But of course Trump was the main event, and he spoke for 50 minutes about his cabinet picks – including ExxonMobil CEO Rex Tillerson, announced Tuesday as his secretary of state nominee – and his plans, including the demise of Obamacare (big cheers).

Trying to mollify those in the crowd who booed Ryan, he told them “He’s like a fine wine. Every day that goes by I get to appreciate his genius more.”

The final 20 minutes or so of his speech was a sort of rambling replay of election night, and the week leading up to it – an account the crowd loved. The press, he said, indicating the bleachers across from him full of cameras (loud boos) had been saying that he didn’t have a chance 270 electoral votes, and reported that even red states like Texas, Georgia and Utah were “in play.” Exit polls early in the evening seemed to support a poor outcome for him. But then the results started coming in.

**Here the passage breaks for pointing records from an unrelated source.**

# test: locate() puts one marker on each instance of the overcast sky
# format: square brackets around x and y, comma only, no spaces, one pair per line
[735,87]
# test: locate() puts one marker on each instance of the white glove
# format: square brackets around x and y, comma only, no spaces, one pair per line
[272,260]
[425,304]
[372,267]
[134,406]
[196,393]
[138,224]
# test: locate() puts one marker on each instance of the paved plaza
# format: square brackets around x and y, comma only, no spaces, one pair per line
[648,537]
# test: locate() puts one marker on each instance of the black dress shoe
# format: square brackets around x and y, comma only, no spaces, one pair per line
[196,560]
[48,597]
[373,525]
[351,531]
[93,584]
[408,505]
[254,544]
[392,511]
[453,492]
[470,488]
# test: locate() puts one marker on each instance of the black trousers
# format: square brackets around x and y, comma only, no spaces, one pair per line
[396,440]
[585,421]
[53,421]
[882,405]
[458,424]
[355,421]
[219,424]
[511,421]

“We have breaking news,” he said, mimicking the TV news, “Donald Trump has won Ohio…. We have breaking news, Donald Trump has won the great state of Iowa…. Ladies and gentlemen we have breaking news; Donald Trump has won the state of Florida…. Out of nowhere, the map was red as hell. The map was bleeding red.”

Everybody knew where this was headed: “Ladies and gentlemen, Donald Trump has won the state of Wisconsin.” Huge cheer, everybody waving “Make America Great Again” signs over their heads. 

“I’ll never forget the guy who was saying for months, there is no path to 270 for Donald Trump – but there was a path to 306.” He said, “The Electoral College is genius.

Then he said, “They put up Wisconsin and he said there is no path for Hillary Clinton…” The rest of the sentence was inaudible where I was, drowned out by a thunder of cheering.